Use R to explore a real-life data set, then preprocess the data set such that it’s in the appropriate format before applying the credit risk models. First, I examed the dataset loan_data discussed in the video throughout the exercises in DataCamp.

  • Goal: understand the number, percentage of defaults.
  • To learn more about variable structures and spot unexpected tendencies in the data
  • Examine the relationship between loan_status and certain factor variables.

default information is stored in the response variable loan_status, where 1 represents a default,and 0 represents non-default.

For example, you would expect that the proportion of defaults in the group of customers with grade G (worst credit rating score) is substantially higher than the proportion of defaults in the grade A group (best credit rating score).

  • EL= PD* EAD * LGD

Components of expected loss ( EL) ,  Probability of default (PD), Exposure at default (EAD),  Loss given default (LGD)

crosstable on loan_status

# Call CrossTable() on grade and loan_status
> CrossTable(loan_data$grade, loan_data$loan_status, prop.r = TRUE,
prop.c = FALSE, prop.t = FALSE, prop.chisq = FALSE)



  • Use hist() to create a histogram with only one argument: loan_data$loan_amnt.

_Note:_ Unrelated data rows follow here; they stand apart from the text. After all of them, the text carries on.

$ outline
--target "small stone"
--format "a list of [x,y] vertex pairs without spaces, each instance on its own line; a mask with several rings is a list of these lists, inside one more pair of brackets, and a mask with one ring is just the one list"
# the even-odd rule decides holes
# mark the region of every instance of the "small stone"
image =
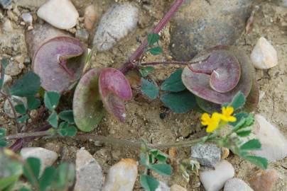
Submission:
[[132,191],[137,175],[136,161],[121,159],[109,170],[103,191]]
[[99,51],[111,49],[133,30],[139,20],[139,10],[131,4],[114,4],[102,16],[94,38]]
[[102,168],[86,150],[77,151],[76,176],[74,191],[102,190],[104,182]]
[[220,149],[215,144],[197,144],[191,147],[191,158],[208,167],[214,167],[220,161]]
[[261,115],[256,115],[255,120],[259,125],[255,135],[262,146],[261,150],[254,151],[254,154],[267,158],[269,162],[287,156],[287,141],[280,131]]
[[70,0],[49,0],[40,7],[37,15],[60,29],[73,28],[79,18],[79,13]]
[[188,190],[182,186],[173,185],[170,187],[170,191],[188,191]]
[[24,159],[29,157],[39,158],[41,162],[40,173],[46,167],[52,166],[58,158],[56,152],[41,147],[23,148],[20,151],[20,155]]
[[254,191],[244,181],[234,178],[228,180],[224,185],[224,191]]
[[251,59],[256,69],[268,69],[278,64],[276,50],[264,37],[257,41],[252,50]]
[[76,38],[84,42],[87,42],[89,40],[89,33],[85,29],[77,30],[75,36]]
[[250,178],[249,184],[254,191],[271,191],[278,178],[278,173],[275,170],[259,170]]
[[28,25],[32,25],[33,23],[33,16],[30,13],[25,13],[22,14],[23,21]]
[[200,172],[200,182],[206,191],[219,191],[223,187],[226,181],[233,178],[234,168],[225,160],[215,166],[215,170]]

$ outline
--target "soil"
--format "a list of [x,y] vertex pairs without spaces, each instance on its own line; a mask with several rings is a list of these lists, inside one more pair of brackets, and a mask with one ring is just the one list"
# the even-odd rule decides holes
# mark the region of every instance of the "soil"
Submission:
[[[103,12],[114,1],[95,1],[102,4]],[[97,52],[92,57],[92,67],[119,67],[140,45],[139,40],[142,40],[159,19],[163,16],[170,5],[169,1],[134,1],[141,10],[140,21],[137,29],[127,37],[119,42],[112,50],[104,52]],[[144,2],[148,2],[144,3]],[[263,115],[268,121],[276,125],[287,137],[287,8],[277,6],[272,1],[256,1],[255,4],[260,6],[256,12],[253,30],[249,33],[243,33],[241,37],[235,43],[239,49],[243,50],[246,54],[250,55],[252,48],[261,36],[268,39],[277,50],[279,58],[278,65],[269,70],[256,70],[256,77],[260,86],[261,93],[265,93],[261,100],[256,112]],[[78,8],[78,7],[77,7]],[[80,7],[82,16],[82,7]],[[36,9],[30,8],[35,16]],[[27,8],[18,7],[19,13],[28,11]],[[0,19],[3,23],[7,18],[12,22],[13,30],[9,35],[14,40],[6,39],[0,31],[0,58],[4,56],[15,58],[21,56],[27,59],[28,58],[26,48],[25,40],[23,34],[26,26],[19,25],[13,15],[18,13],[12,11],[8,13],[0,9]],[[7,16],[8,15],[8,16]],[[18,17],[19,18],[21,18]],[[36,22],[43,22],[37,19]],[[77,28],[83,28],[83,23],[80,22]],[[161,32],[161,45],[164,52],[159,57],[146,54],[144,60],[151,62],[155,60],[172,59],[168,51],[170,41],[170,25]],[[13,35],[12,37],[12,35]],[[6,37],[6,39],[3,39]],[[1,39],[2,38],[2,39]],[[22,71],[30,69],[31,65],[26,64]],[[149,77],[160,84],[175,69],[176,66],[156,66]],[[126,103],[127,110],[127,120],[125,123],[119,123],[113,117],[107,115],[100,123],[99,127],[93,134],[111,136],[115,138],[128,140],[145,140],[150,143],[175,142],[184,139],[193,139],[201,137],[205,134],[205,129],[200,125],[200,114],[191,111],[185,115],[176,115],[163,105],[158,99],[151,101],[140,93],[140,79],[135,71],[130,72],[128,78],[133,88],[134,98]],[[70,95],[67,95],[62,100],[65,102],[69,100]],[[0,100],[0,125],[13,132],[13,122],[6,117],[2,108],[4,100]],[[70,107],[70,103],[63,103],[63,108]],[[165,114],[164,119],[160,117],[161,114]],[[82,141],[72,139],[38,139],[29,143],[26,146],[43,146],[54,150],[60,154],[60,161],[75,161],[77,149],[85,147],[96,160],[101,164],[104,173],[109,168],[122,158],[136,158],[138,151],[128,147],[99,145],[98,143],[89,140]],[[178,149],[176,150],[176,157],[178,158],[188,158],[189,149]],[[253,172],[257,168],[249,163],[230,154],[227,161],[231,162],[235,168],[235,177],[248,182]],[[176,168],[176,167],[175,167]],[[276,169],[280,174],[274,190],[283,191],[287,187],[287,158],[270,164],[271,168]],[[188,190],[201,191],[203,187],[199,182],[199,178],[193,175],[189,183],[187,183],[181,175],[175,173],[170,178],[169,185],[178,184]],[[137,181],[134,190],[143,190]]]

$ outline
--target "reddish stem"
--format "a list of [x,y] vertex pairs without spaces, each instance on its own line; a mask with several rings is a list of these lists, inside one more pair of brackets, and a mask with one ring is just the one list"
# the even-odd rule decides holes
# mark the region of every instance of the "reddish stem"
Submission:
[[[171,6],[170,10],[166,13],[164,17],[159,21],[158,25],[151,31],[151,33],[158,33],[163,27],[169,22],[171,17],[175,14],[175,13],[178,10],[180,5],[183,4],[183,0],[175,0],[174,4]],[[148,39],[144,40],[141,45],[138,47],[136,52],[129,57],[129,60],[124,63],[124,64],[119,69],[124,74],[126,74],[129,70],[135,67],[135,63],[141,57],[141,54],[144,53],[144,48],[148,45]]]

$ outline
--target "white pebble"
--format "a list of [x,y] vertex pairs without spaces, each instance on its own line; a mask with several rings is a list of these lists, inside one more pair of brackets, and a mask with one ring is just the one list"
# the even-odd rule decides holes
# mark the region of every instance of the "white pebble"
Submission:
[[256,69],[268,69],[278,64],[276,50],[264,37],[257,41],[251,52],[251,59]]
[[38,17],[60,29],[77,24],[79,13],[70,0],[49,0],[38,10]]
[[223,187],[226,181],[233,178],[234,168],[225,160],[215,166],[215,170],[200,172],[200,182],[206,191],[219,191]]

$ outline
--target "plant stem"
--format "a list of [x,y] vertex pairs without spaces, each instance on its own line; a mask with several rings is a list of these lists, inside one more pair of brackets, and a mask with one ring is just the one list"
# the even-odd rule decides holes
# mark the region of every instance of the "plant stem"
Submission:
[[[164,17],[159,21],[158,25],[151,31],[152,33],[158,33],[163,27],[169,22],[171,17],[178,10],[180,5],[183,4],[183,0],[175,0],[174,4],[171,6],[170,10],[166,13]],[[119,68],[123,74],[126,74],[129,70],[135,67],[134,64],[141,57],[141,54],[144,52],[144,48],[148,45],[148,39],[146,39],[141,42],[141,45],[138,47],[136,52],[129,57],[129,60],[124,63],[124,64]]]

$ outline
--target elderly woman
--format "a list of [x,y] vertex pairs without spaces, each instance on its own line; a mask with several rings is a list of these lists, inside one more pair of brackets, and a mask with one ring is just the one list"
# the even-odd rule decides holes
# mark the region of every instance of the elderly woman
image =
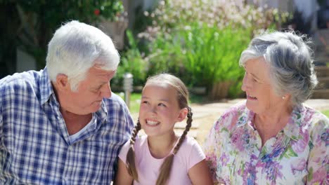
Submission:
[[242,53],[247,100],[214,123],[204,150],[226,184],[329,184],[329,120],[304,105],[317,83],[308,41],[266,33]]

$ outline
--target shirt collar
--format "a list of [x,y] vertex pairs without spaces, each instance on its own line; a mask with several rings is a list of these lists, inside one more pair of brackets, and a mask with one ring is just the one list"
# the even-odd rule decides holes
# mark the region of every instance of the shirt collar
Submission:
[[[297,140],[299,137],[299,128],[302,126],[302,121],[303,120],[302,113],[304,111],[304,107],[302,105],[295,106],[292,109],[288,124],[283,130],[283,133],[293,140]],[[238,118],[236,127],[242,127],[247,124],[251,129],[254,129],[254,113],[245,107]]]
[[51,81],[48,75],[47,67],[41,71],[40,81],[41,103],[44,104],[49,100],[51,95],[54,94]]

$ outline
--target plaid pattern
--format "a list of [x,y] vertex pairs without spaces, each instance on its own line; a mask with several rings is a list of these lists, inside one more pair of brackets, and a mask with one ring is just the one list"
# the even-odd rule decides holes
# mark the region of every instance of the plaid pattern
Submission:
[[104,99],[93,124],[70,142],[46,68],[0,80],[0,184],[110,184],[133,121]]

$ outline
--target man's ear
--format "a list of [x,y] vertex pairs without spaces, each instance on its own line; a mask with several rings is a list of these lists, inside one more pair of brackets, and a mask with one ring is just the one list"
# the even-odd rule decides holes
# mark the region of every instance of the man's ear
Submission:
[[182,121],[183,121],[185,119],[185,118],[186,118],[186,115],[188,112],[188,110],[187,108],[183,108],[181,109],[181,111],[179,111],[179,116],[177,118],[177,121],[179,122],[181,122]]
[[65,90],[70,88],[67,76],[63,74],[58,74],[56,76],[56,86],[58,90]]

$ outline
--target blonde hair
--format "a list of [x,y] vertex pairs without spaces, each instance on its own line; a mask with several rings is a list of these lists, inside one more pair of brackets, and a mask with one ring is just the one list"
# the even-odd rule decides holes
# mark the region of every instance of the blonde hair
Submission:
[[[177,101],[179,102],[179,108],[187,108],[188,112],[187,114],[188,119],[186,121],[186,126],[185,128],[184,132],[179,138],[177,144],[174,148],[173,152],[164,159],[164,161],[161,165],[160,172],[157,177],[157,180],[156,182],[157,185],[165,184],[165,182],[169,178],[174,156],[179,151],[179,147],[184,141],[188,130],[190,130],[193,121],[193,113],[191,108],[188,107],[188,91],[185,84],[181,81],[181,79],[173,75],[169,74],[160,74],[148,78],[146,85],[148,83],[159,81],[161,81],[162,83],[164,83],[169,84],[176,90]],[[135,164],[135,151],[134,144],[135,143],[136,137],[140,130],[141,123],[139,123],[138,120],[137,121],[136,125],[135,126],[135,128],[134,129],[133,134],[130,139],[130,148],[128,151],[128,153],[127,153],[126,163],[129,174],[134,178],[134,180],[137,181],[138,181],[138,174]]]

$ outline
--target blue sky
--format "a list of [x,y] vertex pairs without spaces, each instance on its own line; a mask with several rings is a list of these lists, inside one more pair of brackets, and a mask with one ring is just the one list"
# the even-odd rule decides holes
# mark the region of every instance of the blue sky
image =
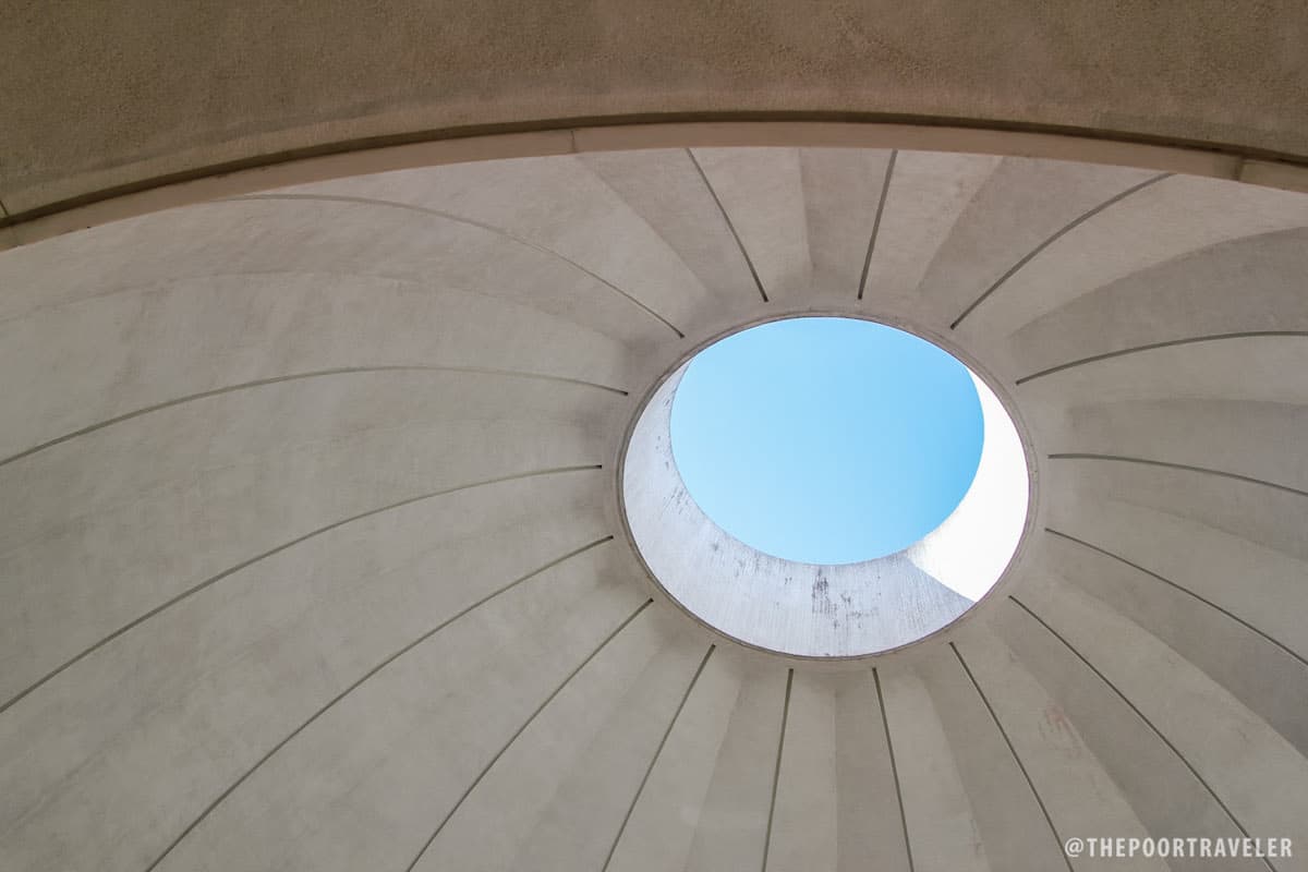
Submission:
[[871,322],[798,318],[706,348],[672,404],[672,455],[723,529],[761,552],[850,563],[957,506],[981,458],[967,369]]

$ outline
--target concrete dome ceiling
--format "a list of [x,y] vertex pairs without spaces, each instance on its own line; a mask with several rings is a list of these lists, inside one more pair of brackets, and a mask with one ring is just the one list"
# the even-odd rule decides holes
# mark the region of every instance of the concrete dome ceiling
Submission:
[[[859,148],[425,166],[0,254],[0,865],[1250,834],[1298,855],[1222,868],[1308,869],[1305,275],[1308,195]],[[1036,459],[991,596],[841,664],[691,620],[616,498],[670,367],[812,311],[942,337]]]

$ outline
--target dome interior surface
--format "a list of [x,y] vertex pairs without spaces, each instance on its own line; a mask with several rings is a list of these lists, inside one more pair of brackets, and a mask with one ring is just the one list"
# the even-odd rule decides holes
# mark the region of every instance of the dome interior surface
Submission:
[[[1304,193],[807,146],[0,251],[0,867],[1308,869],[1305,275]],[[948,337],[1032,464],[995,590],[842,663],[691,618],[619,497],[661,378],[812,312]]]

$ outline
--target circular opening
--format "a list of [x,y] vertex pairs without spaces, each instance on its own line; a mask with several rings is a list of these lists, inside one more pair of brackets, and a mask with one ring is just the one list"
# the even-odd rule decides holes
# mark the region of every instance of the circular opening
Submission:
[[963,501],[981,400],[967,366],[913,333],[797,318],[696,354],[671,439],[723,531],[773,557],[853,563],[908,548]]
[[[862,329],[862,324],[848,323],[853,319],[821,320],[842,324],[837,329]],[[776,324],[785,329],[794,323],[800,328],[810,327],[798,319],[773,322],[766,327]],[[871,323],[869,327],[891,329]],[[820,333],[823,324],[811,329]],[[903,331],[895,333],[903,335]],[[726,346],[731,339],[709,350]],[[912,343],[897,337],[895,341],[901,343],[900,348],[918,350],[914,343],[926,344],[917,337],[909,339]],[[938,348],[935,353],[946,354]],[[842,360],[838,354],[833,357]],[[785,358],[765,363],[781,369],[789,365],[791,371],[797,365],[794,360]],[[959,451],[952,461],[956,471],[947,477],[952,490],[944,490],[946,494],[956,494],[959,488],[965,493],[961,499],[956,495],[944,498],[938,493],[934,499],[923,501],[934,505],[937,512],[944,511],[944,520],[935,524],[931,512],[923,512],[918,515],[918,523],[930,527],[925,535],[897,550],[857,562],[791,560],[769,553],[765,548],[780,549],[765,543],[764,548],[749,544],[705,514],[679,468],[679,463],[691,463],[687,446],[679,443],[678,458],[674,458],[674,405],[685,401],[684,397],[678,399],[683,384],[688,391],[693,388],[693,382],[687,379],[692,378],[695,361],[676,366],[638,411],[623,450],[620,473],[620,501],[627,526],[655,582],[691,614],[721,633],[755,647],[795,656],[876,654],[921,639],[955,621],[999,580],[1016,552],[1027,526],[1029,478],[1022,438],[1003,404],[965,365],[956,360],[954,363],[963,369],[973,394],[960,390],[942,374],[942,383],[951,387],[944,396],[961,397],[957,399],[957,421],[965,422],[967,409],[972,407],[963,400],[974,395],[981,418],[978,459],[968,461],[972,455]],[[912,383],[912,375],[903,363],[896,365],[893,382],[904,390],[905,383]],[[764,387],[766,397],[773,388],[768,388],[765,382]],[[688,392],[685,397],[693,397],[693,394]],[[678,417],[692,409],[680,409]],[[967,428],[965,424],[957,426]],[[744,433],[747,442],[757,439],[751,430]],[[967,444],[965,439],[963,442]],[[743,448],[740,452],[751,456]],[[761,467],[770,461],[766,452],[763,459],[755,456],[742,464],[747,473],[751,463],[756,472],[763,472]],[[872,468],[875,471],[875,463]],[[799,477],[802,480],[803,476]],[[965,478],[969,481],[964,484]],[[904,485],[904,493],[899,495],[910,495],[906,493],[909,489],[913,489],[912,484]],[[948,507],[951,501],[955,503],[952,511]],[[799,502],[800,511],[811,512],[811,507]],[[853,541],[867,548],[866,537]],[[893,548],[893,544],[876,548],[886,546]]]

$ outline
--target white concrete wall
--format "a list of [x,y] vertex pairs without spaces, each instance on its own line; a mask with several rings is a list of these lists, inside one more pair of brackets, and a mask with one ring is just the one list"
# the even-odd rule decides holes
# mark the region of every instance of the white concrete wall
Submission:
[[[0,868],[1050,869],[1243,831],[1308,868],[1308,197],[693,157],[0,254]],[[1037,476],[994,596],[842,665],[688,620],[617,515],[655,379],[812,311],[948,339]]]

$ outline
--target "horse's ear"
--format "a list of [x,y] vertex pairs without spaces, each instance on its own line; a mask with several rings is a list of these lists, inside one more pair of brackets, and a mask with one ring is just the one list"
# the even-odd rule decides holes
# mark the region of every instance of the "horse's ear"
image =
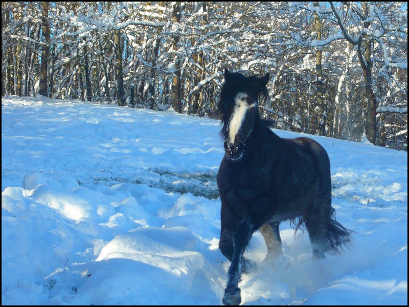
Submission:
[[226,68],[224,69],[224,81],[228,82],[230,81],[231,79],[232,76],[232,73],[229,71],[229,70]]
[[269,79],[270,79],[270,74],[268,73],[267,73],[265,74],[265,76],[259,78],[258,81],[259,84],[260,85],[261,85],[263,87],[264,87],[264,86],[266,86],[266,85],[267,85],[267,82],[268,82],[268,80]]

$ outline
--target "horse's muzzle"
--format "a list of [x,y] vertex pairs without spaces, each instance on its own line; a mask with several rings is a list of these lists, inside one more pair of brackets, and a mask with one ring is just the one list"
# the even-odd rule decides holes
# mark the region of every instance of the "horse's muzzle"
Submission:
[[[236,140],[237,141],[237,140]],[[241,141],[231,144],[228,139],[224,141],[224,152],[228,157],[232,160],[236,160],[241,157],[244,149],[244,143]]]

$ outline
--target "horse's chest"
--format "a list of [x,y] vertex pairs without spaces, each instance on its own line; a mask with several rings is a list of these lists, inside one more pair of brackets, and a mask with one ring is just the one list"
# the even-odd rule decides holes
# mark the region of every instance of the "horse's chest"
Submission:
[[248,211],[249,207],[268,193],[266,174],[244,169],[234,173],[229,180],[226,199],[236,211]]

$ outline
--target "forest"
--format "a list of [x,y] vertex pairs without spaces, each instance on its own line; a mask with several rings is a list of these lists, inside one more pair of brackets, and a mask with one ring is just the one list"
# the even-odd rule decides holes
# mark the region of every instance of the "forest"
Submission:
[[405,2],[2,2],[2,64],[3,97],[210,118],[268,73],[276,127],[407,150]]

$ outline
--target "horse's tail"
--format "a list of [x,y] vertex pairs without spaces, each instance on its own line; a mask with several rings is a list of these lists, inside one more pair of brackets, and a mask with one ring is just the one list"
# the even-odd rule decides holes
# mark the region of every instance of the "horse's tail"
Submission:
[[344,247],[348,248],[352,244],[351,235],[353,231],[347,229],[336,221],[335,212],[335,209],[331,206],[327,240],[330,249],[339,252],[343,250]]

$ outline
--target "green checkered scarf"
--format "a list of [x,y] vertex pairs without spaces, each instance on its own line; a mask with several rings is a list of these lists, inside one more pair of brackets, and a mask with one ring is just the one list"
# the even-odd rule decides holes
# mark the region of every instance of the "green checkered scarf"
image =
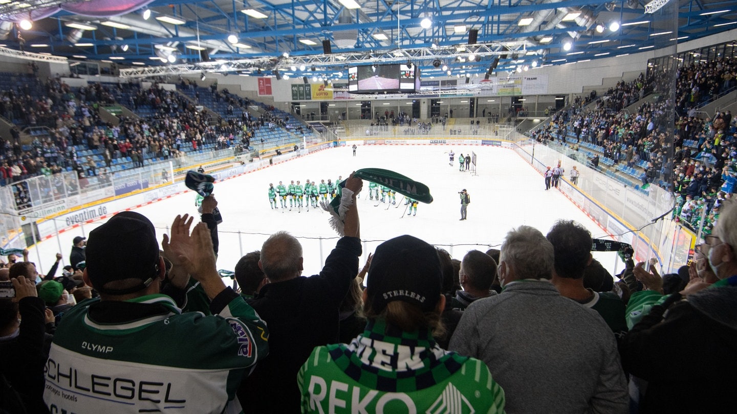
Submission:
[[468,360],[440,348],[429,329],[402,331],[384,319],[369,320],[350,344],[327,346],[330,357],[364,387],[388,393],[423,390],[453,375]]
[[[433,202],[433,196],[430,195],[430,189],[427,186],[390,169],[362,168],[354,171],[353,176],[384,186],[405,197],[416,200],[417,201],[428,204]],[[324,201],[320,203],[320,206],[323,210],[330,213],[331,227],[340,236],[343,236],[343,220],[346,218],[346,211],[348,211],[348,208],[353,203],[351,199],[353,192],[346,188],[346,180],[344,180],[340,183],[336,183],[335,197],[332,199],[332,201],[329,203]],[[343,193],[346,192],[347,192],[347,194],[346,197],[343,197]]]

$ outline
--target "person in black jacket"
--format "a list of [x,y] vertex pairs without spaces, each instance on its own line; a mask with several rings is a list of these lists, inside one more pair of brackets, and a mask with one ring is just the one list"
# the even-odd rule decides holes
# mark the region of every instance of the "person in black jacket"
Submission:
[[87,238],[81,236],[74,237],[71,241],[71,251],[69,253],[69,264],[77,270],[77,264],[85,261],[85,246],[87,245]]
[[0,373],[10,387],[0,393],[0,408],[9,413],[46,413],[43,365],[51,345],[51,336],[46,334],[46,306],[37,297],[35,281],[18,276],[11,282],[15,297],[0,299],[0,354],[4,359]]
[[699,247],[719,281],[689,283],[654,306],[620,343],[625,371],[648,382],[641,413],[733,410],[737,204],[728,200],[723,206],[713,232]]
[[297,372],[315,346],[338,342],[339,308],[358,273],[356,195],[362,186],[352,175],[346,182],[342,197],[352,204],[346,212],[344,236],[319,275],[301,276],[301,245],[289,234],[275,233],[264,242],[259,265],[269,283],[248,304],[268,324],[269,355],[238,390],[248,413],[299,413]]

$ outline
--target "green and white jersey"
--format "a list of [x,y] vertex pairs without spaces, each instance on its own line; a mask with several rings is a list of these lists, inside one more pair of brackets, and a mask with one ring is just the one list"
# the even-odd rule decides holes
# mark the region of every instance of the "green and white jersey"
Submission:
[[[141,315],[101,323],[97,312]],[[211,316],[181,313],[164,295],[87,300],[56,330],[43,399],[60,414],[242,413],[236,390],[246,368],[268,353],[268,337],[240,296]]]
[[486,364],[441,348],[429,331],[369,321],[350,344],[318,346],[297,374],[302,413],[504,412]]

Assign the result to a new object called hist_1.
  • Use $breaks along with the object hist_1 to get more information on the histogram breaks. Knowing the location of the breaks is important because if they are poorly chosen, the histogram may be misleading.
  • Change the number of breaks in hist_1 to 200 by specifying the breaks argument. Additionally, name the x-axis "Loan amount" using the xlab argument and title it "Histogram of the loan amount" using the mainargument.